Argininosuccinate Lyase Deficiency

Excerpt

Clinical characteristics: Argininosuccinate lyase deficiency (ASLD), an inborn error of urea synthesis, may present as a neonatal- or late-onset disease.

Neonatal-onset ASLD: Characterized by hyperammonemia within the first few days after birth that can manifest as increasing vomiting, lethargy, refusal to feed, tachypnea, and respiratory alkalosis. Absence of treatment leads to worsening lethargy, seizures, coma, and even death.

Late-onset ASLD: Manifestations range from episodic hyperammonemia triggered by acute infection or stress to cognitive impairment, behavioral abnormalities, and/or learning disabilities in the absence of any documented episodes of hyperammonemia.

Long-term manifestations of ASLD: Acute hyperammonemia and its associated complications; neurologic and neurocognitive features including attention-deficit/hyperactivity disorder, intellectual and developmental disabilities, learning disabilities, seizures, and abnormalities of motor functioning and coordination; liver disease, including hepatomegaly, hepatitis, steatosis, fibrosis, and cirrhosis; trichorrhexis nodosa (coarse, brittle hair that breaks easily); systemic hypertension; and hypokalemia.

Diagnosis/testing: The diagnosis of ASLD can be established by identification of increased argininosuccinate in plasma or urine; or identification of biallelic pathogenic variants in ASL by molecular genetic testing.

Management: Targeted therapies: Dietary treatment includes protein restriction, supplementation with non-protein-containing formulas to provide age-appropriate caloric requirements, and arginine base supplementation; nitrogen-scavenging medications are required in those with hyperammonemia or suboptimal metabolic control.

Treatment of metabolic decompensation: The focus for treatment of metabolic decompensation is to rapidly decrease blood ammonia. Treatment of acute hyperammonemic episodes involves temporary cessation of oral protein intake, intravenous lipids and/or glucose, and intravenous nitrogen-scavenging therapy. Treatment of severe hyperammonemia often requires kidney replacement therapy with hemodialysis or continuous venovenous hemofiltration.
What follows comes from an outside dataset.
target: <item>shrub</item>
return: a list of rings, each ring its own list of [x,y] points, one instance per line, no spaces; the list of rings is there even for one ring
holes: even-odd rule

Supportive care: Developmental and educational support; treatment of seizures per neurologist; treatment of abnormal motor functioning and coordination per neurologist, physical medicine and rehabilitation specialist, and physical and occupational therapists; orthotopic liver transplantation should be considered in individuals with recurrent hyperammonemia or metabolic decompensations that are resistant to conventional medical therapy; salt restriction, antihypertensive medications, and nitrites and nitrate-containing supplements for hypertension; potassium supplementation as needed; encourage medical alert bracelet; provide letters and written protocol for management in the setting of catabolic stressors; provide family with letters for optimizing social and school functioning; appropriate precautions should be taken during pre- and perioperative periods to prevent catabolic stress that could lead to hyperammonemia.

Surveillance: Assessment with metabolic dietitian and clinical biochemical geneticist including height, weight, body mass index, and laboratory indices of nutritional status; plasma ammonia and amino acids with frequency based on age and metabolic status; developmental, educational, and behavioral assessment annually; assess for seizures, abnormal motor function, and problems with coordination at each visit; ALT, AST, albumin, and INR every six to 12 months or as needed; consider liver ultrasound and noninvasive monitoring for hepatic fibrosis every one to two years; blood pressure measurement at each visit; plasma potassium levels at least annually.

Agents/circumstances to avoid: Excess protein intake; large boluses of protein or amino acids; less than recommended intake of protein; prolonged fasting or starvation; exposure to communicable diseases; valproic acid; oral or parenteral administration of corticosteroids; hepatotoxic drugs (in those with liver disease).

Evaluation of relatives at risk: For at-risk newborn sibs when prenatal testing was not performed: measure plasma amino acids (to specifically assess for argininosuccinate) and plasma ammonia immediately in the newborn period in parallel with newborn screening and molecular genetic testing for the familial ASL pathogenic variants (if known).

Pregnancy management: As pregnancy and the postpartum period pose significant stress in females in all urea cycle disorders, close monitoring and management is recommended for prevention of hyperammonemia.

Genetic counseling: ASLD is inherited in an autosomal recessive manner. If both parents are known to be heterozygous for an ASL pathogenic variant, each sib of an affected individual has at conception a 25% chance of being affected, a 50% chance of being an asymptomatic carrier, and a 25% chance of being unaffected and not a carrier. Once the ASL pathogenic variants have been identified in an affected family member, carrier testing for at-risk relatives and prenatal/preimplantation genetic testing are possible.